Ich habe keinerlei finanzielle Einbussen oder Mehraufwände und wohne in einem
sehr sicheren Stadtbezirk. Trotzdem, die Kriminalität hat zugenommen, sagen die
Verantwortlichen in Bogota. Mich belastet eher die trostlose Situation, welche
ich bei meinen wöchentlichen Einkäufen sehe. Vor den Supermärkten stehen immer
mehr Menschen, die mich bitten, ihnen Lebensmittel zu kaufen oder ein wenig
Geld zu geben, damit die Miete bezahlt werden kann. Mich beelendet dies
zunehmend, denn ich kann nicht jedem helfen. Daher war ich happy, als Freunde
in Barichara mit dem dortigen Gesundheitsamt sprachen und fragten, welche
Bedingungen ich erfüllen müsse, damit ich von Bogota nach Barichara reisen dürfe.
Folgendes musste ich vorweisen: negativer Corona-Test (nicht älter als 36
Stunden), privater Transport (da meine Gründe zur Reise nicht ausreichen, um einer
der bewilligungspflichtigen Plätze in den öffentlichen Bussen zu ergattern) und
totale 14-tägige Quarantäne am Zielort. Na denn los! Ich liess mich in einem
der vielen Testzentren in Bogota testen. Die Ärzte und Gehilfe empfingen mich in
einem grossen Zelt auf einem Parkplatz ungefähr 200 m von meiner Wohnung weg.

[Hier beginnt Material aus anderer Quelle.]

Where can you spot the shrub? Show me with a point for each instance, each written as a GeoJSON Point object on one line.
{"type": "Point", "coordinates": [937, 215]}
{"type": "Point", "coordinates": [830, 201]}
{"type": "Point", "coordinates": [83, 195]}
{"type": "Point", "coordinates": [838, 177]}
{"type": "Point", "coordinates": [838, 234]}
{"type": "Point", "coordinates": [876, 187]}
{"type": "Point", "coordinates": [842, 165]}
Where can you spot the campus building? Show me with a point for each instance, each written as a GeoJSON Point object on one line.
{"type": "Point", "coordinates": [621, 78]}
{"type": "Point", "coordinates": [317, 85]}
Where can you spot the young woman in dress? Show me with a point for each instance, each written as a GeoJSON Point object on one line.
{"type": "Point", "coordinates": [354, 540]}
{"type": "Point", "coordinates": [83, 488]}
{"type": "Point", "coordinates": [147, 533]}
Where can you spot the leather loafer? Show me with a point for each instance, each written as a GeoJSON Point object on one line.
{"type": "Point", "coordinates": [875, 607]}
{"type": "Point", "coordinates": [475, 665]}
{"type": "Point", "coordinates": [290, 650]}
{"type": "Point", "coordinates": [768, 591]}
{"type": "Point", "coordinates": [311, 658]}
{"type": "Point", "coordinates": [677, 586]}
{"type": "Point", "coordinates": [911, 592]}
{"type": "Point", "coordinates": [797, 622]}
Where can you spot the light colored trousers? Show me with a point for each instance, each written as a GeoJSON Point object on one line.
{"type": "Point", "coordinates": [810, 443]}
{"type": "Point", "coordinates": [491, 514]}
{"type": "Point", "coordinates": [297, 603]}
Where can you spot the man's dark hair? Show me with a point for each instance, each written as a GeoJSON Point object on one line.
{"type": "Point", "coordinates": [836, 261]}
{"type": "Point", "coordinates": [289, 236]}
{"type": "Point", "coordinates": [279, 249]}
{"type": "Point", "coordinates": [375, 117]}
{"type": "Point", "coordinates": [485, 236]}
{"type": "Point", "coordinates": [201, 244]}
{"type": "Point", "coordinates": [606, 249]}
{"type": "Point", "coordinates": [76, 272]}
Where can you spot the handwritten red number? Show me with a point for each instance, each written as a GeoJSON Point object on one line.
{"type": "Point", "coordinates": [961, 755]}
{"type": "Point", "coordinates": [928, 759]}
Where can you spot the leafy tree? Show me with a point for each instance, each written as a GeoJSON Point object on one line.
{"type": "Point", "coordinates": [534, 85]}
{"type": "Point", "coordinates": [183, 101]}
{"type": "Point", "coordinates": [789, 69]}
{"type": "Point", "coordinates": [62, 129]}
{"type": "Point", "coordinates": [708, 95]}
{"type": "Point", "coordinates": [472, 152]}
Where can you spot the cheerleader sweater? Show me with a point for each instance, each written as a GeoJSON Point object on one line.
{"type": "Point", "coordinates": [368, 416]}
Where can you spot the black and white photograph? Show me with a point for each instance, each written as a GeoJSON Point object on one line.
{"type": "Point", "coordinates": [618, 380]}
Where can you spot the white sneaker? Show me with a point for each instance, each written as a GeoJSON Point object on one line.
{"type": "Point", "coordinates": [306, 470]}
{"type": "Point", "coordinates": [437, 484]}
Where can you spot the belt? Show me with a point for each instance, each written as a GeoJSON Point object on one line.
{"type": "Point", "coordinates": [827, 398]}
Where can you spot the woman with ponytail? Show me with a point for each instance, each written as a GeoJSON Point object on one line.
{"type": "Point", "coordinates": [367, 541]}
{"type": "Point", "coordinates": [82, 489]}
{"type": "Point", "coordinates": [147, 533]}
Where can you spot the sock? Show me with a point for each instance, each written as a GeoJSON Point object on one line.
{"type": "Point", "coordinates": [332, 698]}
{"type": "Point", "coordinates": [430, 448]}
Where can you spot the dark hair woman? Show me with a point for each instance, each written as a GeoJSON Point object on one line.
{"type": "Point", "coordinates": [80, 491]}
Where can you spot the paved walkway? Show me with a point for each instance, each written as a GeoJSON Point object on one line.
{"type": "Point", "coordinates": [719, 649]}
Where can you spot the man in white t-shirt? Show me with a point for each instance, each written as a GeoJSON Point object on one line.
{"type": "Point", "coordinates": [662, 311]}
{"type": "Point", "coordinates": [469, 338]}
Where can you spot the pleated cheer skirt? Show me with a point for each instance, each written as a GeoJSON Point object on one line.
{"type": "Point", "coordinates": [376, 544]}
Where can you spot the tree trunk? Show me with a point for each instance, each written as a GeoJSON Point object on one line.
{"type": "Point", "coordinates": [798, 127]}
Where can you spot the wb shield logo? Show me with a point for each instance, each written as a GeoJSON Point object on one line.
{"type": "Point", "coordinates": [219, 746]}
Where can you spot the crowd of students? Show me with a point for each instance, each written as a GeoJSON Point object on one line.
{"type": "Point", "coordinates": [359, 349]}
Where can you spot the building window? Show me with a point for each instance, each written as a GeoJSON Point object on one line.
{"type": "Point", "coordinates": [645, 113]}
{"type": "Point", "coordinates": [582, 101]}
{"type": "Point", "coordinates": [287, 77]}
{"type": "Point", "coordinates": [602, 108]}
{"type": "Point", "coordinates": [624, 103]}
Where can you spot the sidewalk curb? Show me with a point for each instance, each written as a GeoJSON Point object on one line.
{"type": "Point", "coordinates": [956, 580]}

Sehr kompetent wurde ich über das Testvorgehen informiert und nach Bezahlung
(ungefähr 44 CHF) wurde ein Nasenabstrich (so heisst das wohl) genommen.
Während der halbstündigen Wartezeit habe ich mich mit zwei Ärzten unterhalten,
welche mir von ihrer dankenswerten Arbeit in den Gesundheitszentren berichteten.
Die gesundheitliche Versorgung sei sehr prekär und man hoffe, dass es nicht mehr schwere
Erkrankungen geben werde, denn das Pflegepersonal und die Spitäler könnten
nicht noch mehr leisten. Da sage ich nur: Masken tragen, Hände waschen und nach
Möglichkeit nicht unter Menschen gehen! Mit etwas schlechtem Gewissen (weil
meine Gründe zur Reise ja wirklich nebensächlich sind) nehme ich das negative
(negativ ist gut) Ergebnis und schleiche mich davon. Am nächsten Tag ist mein
Koffer gepackt und ich werde vom Fahrer (ein Freund meiner Nachbarin in
Barichara) abgeholt. In rasanter Fahrt verlassen wir Bogota und erreichen nach
6 Stunden die Strassensperre vor Barichara. Eigentlich hätte die Señora del
Ministerio de Salud de Barichara dem Personal am Posten eine Meldung machen
sollen (wurde meiner Nachbarin so versprochen), aber dem war nicht so. Also
musste ich um 00.30 Uhr der Kontrolleurin diverse Fragen beantworten und den negativen
Test abgeben. Ich wurde eingelassen, aber ungefähr dreimal an die 14-tägige
Quarantäne erinnert. Todmüde, aber froh, sank ich um 1.00 Uhr in Morpheus Arme.
Geweckt wurde ich am nächsten Morgen von einer Mitarbeiterin des örtlichen
Gesundheitsamtes, welche sich besorgt nach meinem Befinden erkundigte und mir
Hilfe bei allfälligen Einkäufen zusicherte. Diese Anrufe - ob nun lediglich zur
Kontrolle, ob die Quarantäne eingehalten wird oder tatsächlich zum Anbieten etwaiger
Hilfe sei dahingestellt - wiederholen sich jeden zweiten Tag. Ich finde, sehr
nett! Jetzt kann ich hier in Barichara, bei warmem, sonnigem Wetter, so hoffe
ich, den restlichen Lockdown (welcher voraussichtlich bis 15.9. dauert)
verbringen. Etwas Abwechslung der Aussicht aus dem Wohnzimmer inklusive.